Quando Òsún chegou à casa de Òrúnmìlà, ele ficou feliz em vê-La e foi imediatamente consultar Ifá. Òrúnmìlà assegurou a Òsún que esta história de não ter filhos iria logo terminar. Sua solução estava no palácio de Òrún, o mundo espiritual: era para lá que Òsún deveria viajar a fim de buscar sua cura. Sua esterilidade se transformaria em fertilidade, e Olodumaré, deus supremo, abriria as portas para as crianças virem ao mundo. O adivinho aconselhou Òsún a reunir os itens que haviam saído no jogo, para que se oferecesse um sacrifício especial em sua intenção. Assim foi feito
Quando se deu por conta, Òsún estava no Òrún escutando a voz de Olodumaré, que perguntou a ela qual a razão de estar ali. Òsún ficou atônita, e Olodumaré pediu que se acalmasse. Depois de oferecer a Òsún um lugar para se sentar, Ele começou a contar histórias de seres que vinham ao Òrún para fazer pedidos semelhantes, lembrando que as crianças do Òrún fugiam deles sem razão aparente.

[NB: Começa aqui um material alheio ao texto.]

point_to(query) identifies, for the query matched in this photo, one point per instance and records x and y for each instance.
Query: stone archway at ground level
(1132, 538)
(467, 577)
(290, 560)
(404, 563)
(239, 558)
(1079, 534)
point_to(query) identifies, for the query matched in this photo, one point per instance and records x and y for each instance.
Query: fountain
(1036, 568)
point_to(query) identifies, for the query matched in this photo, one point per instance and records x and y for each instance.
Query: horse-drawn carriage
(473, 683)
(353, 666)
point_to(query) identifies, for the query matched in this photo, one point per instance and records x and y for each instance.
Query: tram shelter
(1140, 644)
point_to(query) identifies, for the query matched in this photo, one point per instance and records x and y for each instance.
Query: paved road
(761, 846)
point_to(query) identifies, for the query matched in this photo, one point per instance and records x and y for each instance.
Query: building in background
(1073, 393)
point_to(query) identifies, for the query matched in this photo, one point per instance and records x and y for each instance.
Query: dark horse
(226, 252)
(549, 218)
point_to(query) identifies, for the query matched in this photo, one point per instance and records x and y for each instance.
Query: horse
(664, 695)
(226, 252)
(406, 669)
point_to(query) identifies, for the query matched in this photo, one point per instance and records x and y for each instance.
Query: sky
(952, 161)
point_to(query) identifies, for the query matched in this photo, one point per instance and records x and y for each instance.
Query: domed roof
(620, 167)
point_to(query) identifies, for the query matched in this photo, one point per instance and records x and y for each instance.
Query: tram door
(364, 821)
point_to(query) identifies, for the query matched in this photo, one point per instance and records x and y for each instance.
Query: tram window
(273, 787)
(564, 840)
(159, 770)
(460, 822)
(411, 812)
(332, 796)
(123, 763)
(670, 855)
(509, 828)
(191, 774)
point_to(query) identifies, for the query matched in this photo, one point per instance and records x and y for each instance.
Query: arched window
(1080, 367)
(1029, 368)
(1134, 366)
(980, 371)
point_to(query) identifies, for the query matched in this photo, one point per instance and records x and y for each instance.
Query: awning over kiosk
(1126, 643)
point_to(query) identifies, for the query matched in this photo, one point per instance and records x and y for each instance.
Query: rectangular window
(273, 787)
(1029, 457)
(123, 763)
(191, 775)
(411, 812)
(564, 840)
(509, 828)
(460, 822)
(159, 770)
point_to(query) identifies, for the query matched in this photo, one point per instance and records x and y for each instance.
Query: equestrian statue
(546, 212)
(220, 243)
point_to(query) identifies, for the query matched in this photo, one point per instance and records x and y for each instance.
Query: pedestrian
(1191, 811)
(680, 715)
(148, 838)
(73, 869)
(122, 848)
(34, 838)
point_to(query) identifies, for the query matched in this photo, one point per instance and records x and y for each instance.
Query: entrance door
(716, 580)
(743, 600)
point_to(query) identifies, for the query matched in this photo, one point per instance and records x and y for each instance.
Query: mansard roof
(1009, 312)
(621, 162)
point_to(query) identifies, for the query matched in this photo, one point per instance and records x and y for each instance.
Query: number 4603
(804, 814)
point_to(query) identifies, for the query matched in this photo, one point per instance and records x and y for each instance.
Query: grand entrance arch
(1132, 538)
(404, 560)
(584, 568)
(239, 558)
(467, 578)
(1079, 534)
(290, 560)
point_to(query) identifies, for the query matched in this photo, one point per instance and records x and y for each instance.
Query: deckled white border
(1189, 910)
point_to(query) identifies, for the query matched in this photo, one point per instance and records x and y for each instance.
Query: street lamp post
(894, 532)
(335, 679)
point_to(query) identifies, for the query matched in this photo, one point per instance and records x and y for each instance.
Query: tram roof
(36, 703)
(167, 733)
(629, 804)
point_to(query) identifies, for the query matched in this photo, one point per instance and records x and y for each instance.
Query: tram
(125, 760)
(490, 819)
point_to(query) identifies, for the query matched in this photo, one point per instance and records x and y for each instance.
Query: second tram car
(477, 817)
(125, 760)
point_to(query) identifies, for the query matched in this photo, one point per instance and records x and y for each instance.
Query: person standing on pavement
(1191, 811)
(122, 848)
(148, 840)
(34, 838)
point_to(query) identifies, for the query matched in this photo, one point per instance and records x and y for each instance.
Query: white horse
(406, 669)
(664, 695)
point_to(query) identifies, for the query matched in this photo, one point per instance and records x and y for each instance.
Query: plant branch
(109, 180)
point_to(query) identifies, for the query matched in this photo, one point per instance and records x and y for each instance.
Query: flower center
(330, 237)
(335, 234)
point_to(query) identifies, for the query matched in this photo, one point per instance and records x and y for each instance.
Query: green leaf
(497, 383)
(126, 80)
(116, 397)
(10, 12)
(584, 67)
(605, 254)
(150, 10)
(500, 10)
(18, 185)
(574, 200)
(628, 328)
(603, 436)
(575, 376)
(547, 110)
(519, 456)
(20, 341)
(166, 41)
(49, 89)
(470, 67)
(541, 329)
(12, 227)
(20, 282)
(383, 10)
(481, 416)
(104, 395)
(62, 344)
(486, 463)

Então Olodumaré abriu a porta de onde as crianças estavam. Era a visão mais linda que se poderia ter. Òsún olhou maravilhada para uma multidão de meninos e meninas, que corriam para cima e para baixo, em grande algazarra. Quando as crianças viram Òsún, correram em sua direção. Ela então lhes ofereceu doces, e assim mais e mais crianças aglomeravam-se ao seu redor. Todos foram seguindo Òsún, que se encaminhava para a divisa entre o Òrún (mundo espiritual) e o Àiyé (mundo material). Porém, logo que chegaram a este ponto, as crianças pararam abruptamente. Òsún deu às crianças as últimas gostosuras do pote no topo de sua cabeça e voltou para o mundo material.
Na sua chegada, entretanto, Òsún notou que as crianças não a haviam acompanhado e começou a chorar. Ela se debulhou em lágrimas.  
Òrúnmìlà aconselhou Òsún a não mais chorar, dando-lhe parabéns. Ele lhe contou que ela estava grávida e deveria parir logo. Òsún ficou grávida de três meses, outras mulheres estéreis também engravidaram. E, quando a gravidez atingiu o nono mês, nada podia segurar os recém-nascidos que vinham ao mundo. Òsún usou ainda seus segredos para baixar a febre de seus filhos.  Òrúnmìlà recomendou que as mulheres fizessem oferendas em favor de suas crianças e também de Òsún para demonstrar sua gratidão. 



Toda vez que estas oferendas são entregues, deve-se entoar uma cantiga cujo significado é: “Saudações à Grande Mãe; aquela que usa joias de bronze para acalmar a criança”.
Òsún passou a ser venerada na terra yoruba. Ela curou a febre de todas as crianças, que não tiveram nenhuma dificuldade desde então. Foi assim que Òsún ganhou o título de Irunmalé Olomowewê, divindade protetora das crianças.